We collected eye tracking data using EyeWorks Suite (v. 3.12.5395.30517) on a DELL Precision T3600 using Windows 7 operating system on an Intel Xeon CPU E5-1603 0 @ 2.80 GHz with 8 GB of RAM. All stimuli were presented at a resolution of 1280 × 1024 on a DELL 19” LCD monitor. We utilized a 60 Hz FOVIO eye-tracker manufactured by Seeing Machines and verified calibration through a five-point calibration procedure in EyeWorks Record prior to the task. Calibration was considered sufficient if the dot following the eye movement trajectory was sustained (indicating that the eye movement monitor was not losing tracking) and if the calibration dot was accurate (falling on the calibration check targets at the center and corners of the screen when the participant was instructed to look at them, with inaccuracy of up to one centimeter for the upper two corner targets). The eye-tracker was located between 9.5 cm and 8 cm beneath the bottom of the viewing screen. Following calibration, participants completed the task as described above, and in Fig. 1.

After completing this task, the FOVIO was recalibrated before moving on to a Smooth Pursuit task. As this task is not pertinent to this article, it is not discussed further but is described in [27]. Upon completion of this task, the experimental portion of the study was complete and subjects discussed the study with the experimenter before leaving. From consent to debriefing, the study duration spanned roughly 45 min.

3 Results

Fixations were classified as relating to ambient or focal attention using the K-Coefficient [23], which was calculated for each fixation using the difference between the standardized values (z-scores) of the duration of the current fixation (di) and subsequent saccade amplitude (ai + 1), as such:

$$ K_{i} = \frac{{d_{i - } \mu_{d} }}{{\sigma_{d} }} - \frac{{a_{i + 1} - \mu_{a} }}{{\sigma_{a} }},\quad i \in [1,n - 1] $$
(1)

In this equation, µ d and σ d represent the mean and standard deviation, respectively, of the fixation duration while µ a and σ a represent the mean and standard deviation, respectively, of the saccade amplitude, computed over all n fixations. Positive values therefore represent a relatively long fixation followed by a relatively short saccade, indicative of focal attention for that fixation. Conversely, negative values represent a relatively short fixation followed by a relatively long saccade, indicative of a state of ambient attention for that fixation. Similar to prior research [17], scanpaths with less than four total fixations were excluded from analyses. In addition, the first fixation for a given trial was removed from analysis to compensate for the effect of the fixation cross which biases first fixations toward the center of the screen.

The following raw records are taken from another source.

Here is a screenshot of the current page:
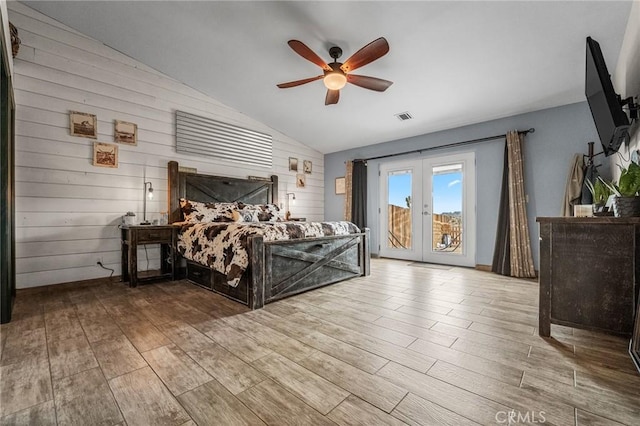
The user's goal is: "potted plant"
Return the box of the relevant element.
[585,177,613,213]
[602,161,640,217]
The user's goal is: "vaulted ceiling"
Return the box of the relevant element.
[24,1,632,153]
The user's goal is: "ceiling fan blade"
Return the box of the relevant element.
[288,40,332,71]
[277,75,324,89]
[347,74,393,92]
[340,37,390,73]
[325,89,340,105]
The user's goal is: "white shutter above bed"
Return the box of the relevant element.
[176,110,273,168]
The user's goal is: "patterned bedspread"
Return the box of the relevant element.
[177,221,360,287]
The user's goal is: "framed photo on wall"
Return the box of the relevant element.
[114,120,137,145]
[289,157,298,172]
[335,177,346,194]
[70,111,97,139]
[296,173,306,188]
[93,142,118,168]
[303,160,312,174]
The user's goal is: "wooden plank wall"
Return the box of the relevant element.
[9,3,325,289]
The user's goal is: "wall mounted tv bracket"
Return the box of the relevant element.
[620,95,639,121]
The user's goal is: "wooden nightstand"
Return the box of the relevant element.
[120,225,177,287]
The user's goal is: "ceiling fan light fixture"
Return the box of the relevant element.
[278,38,391,104]
[323,72,347,90]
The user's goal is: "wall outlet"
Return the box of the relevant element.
[96,257,103,265]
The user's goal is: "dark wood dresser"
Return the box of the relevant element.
[537,217,640,337]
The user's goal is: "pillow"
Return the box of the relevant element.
[180,199,238,222]
[236,202,285,222]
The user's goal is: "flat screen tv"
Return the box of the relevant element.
[585,36,630,156]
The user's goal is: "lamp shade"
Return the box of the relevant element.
[324,72,347,90]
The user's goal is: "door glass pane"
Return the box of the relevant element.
[387,170,412,250]
[431,163,463,254]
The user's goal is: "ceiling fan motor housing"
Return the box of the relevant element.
[325,62,344,75]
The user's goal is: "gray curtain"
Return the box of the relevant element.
[492,143,511,276]
[351,160,367,229]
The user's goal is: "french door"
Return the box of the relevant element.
[379,152,476,267]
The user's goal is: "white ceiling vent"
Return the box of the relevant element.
[395,111,413,121]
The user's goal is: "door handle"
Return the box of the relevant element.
[423,211,431,216]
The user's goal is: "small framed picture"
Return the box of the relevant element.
[114,120,137,145]
[335,177,346,194]
[70,111,97,139]
[93,142,118,168]
[303,160,312,174]
[296,173,306,188]
[289,157,298,172]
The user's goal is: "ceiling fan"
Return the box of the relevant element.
[277,37,393,105]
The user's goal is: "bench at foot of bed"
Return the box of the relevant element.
[183,229,370,309]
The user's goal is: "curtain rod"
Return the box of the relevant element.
[355,128,535,163]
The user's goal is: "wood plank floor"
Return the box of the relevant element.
[1,258,639,425]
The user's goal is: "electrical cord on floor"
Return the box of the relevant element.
[96,261,115,278]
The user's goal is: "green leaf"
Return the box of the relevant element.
[593,179,612,203]
[618,162,640,197]
[599,177,620,197]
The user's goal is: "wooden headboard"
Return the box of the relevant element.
[168,161,278,223]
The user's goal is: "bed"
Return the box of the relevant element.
[168,161,370,309]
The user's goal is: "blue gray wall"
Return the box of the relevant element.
[324,101,608,268]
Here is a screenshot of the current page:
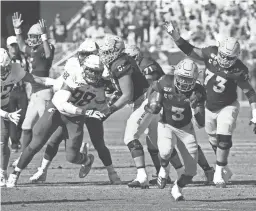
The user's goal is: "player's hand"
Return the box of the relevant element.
[249,119,256,134]
[189,91,202,109]
[12,12,23,28]
[85,109,106,121]
[7,109,22,125]
[164,21,180,41]
[38,19,47,34]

In order to evaluate potential differences between conditions with regard to ambient and focal attention, a RM ANOVA was conducted, with two levels of fixation type (ambient vs. focal) and four levels of condition (cars vs. buildings vs. seasons vs. professions). All pairwise comparisons were planned, and thus no alpha correction was applied. This analysis revealed an attention x condition interaction, (F(3,36) = 2.930, p = 0.047), as well as a main effect of attention (F(1,38) = 8.946, p = 0.005) and a main effect of condition (F(3,36) = 8.325, p < 0.001). Follow-up pairwise comparisons indicate a greater number of focal vs. ambient fixations (mean difference .617, p = 0.005) and that more fixations (collapsed across attention type) occurred in the buildings vs. cars condition (mean difference 4.438, p < 0.001), in the buildings vs. professions condition (mean difference 3.651, p < 0.001), in the seasons vs. cars condition (mean difference 3.511, p < 0.001), and in the seasons vs. professions condition (mean difference 2.727, p < 0.001).

Additionally, there was a simple effect of condition within ambient attention (F(3,36) = 6.774, p < 0.001) and a simple effect of condition within focal attention (F(3,36) = 9.460, p < 0.001). Follow-up pairwise comparisons indicate a greater number of ambient fixations in the buildings vs. cars condition (mean difference 3.628, p < .001), in the buildings vs. professions condition (mean difference 2.934, p = 0.003), in the seasons vs. cars condition (mean difference 3.325, p < .001), and in the seasons vs. professions condition (mean difference 2.630, p < 0 .001). Additional pairwise comparisons indicate a greater number of focal fixations in the buildings vs. cars condition (mean difference 5.248, p < 0.001), in the buildings vs. professions condition (mean difference 4.368, p < 0.001), in the seasons vs. cars condition (mean difference 3.697, p < 0.001), and in the seasons vs. professions condition (mean difference 2.816, p = 0.002).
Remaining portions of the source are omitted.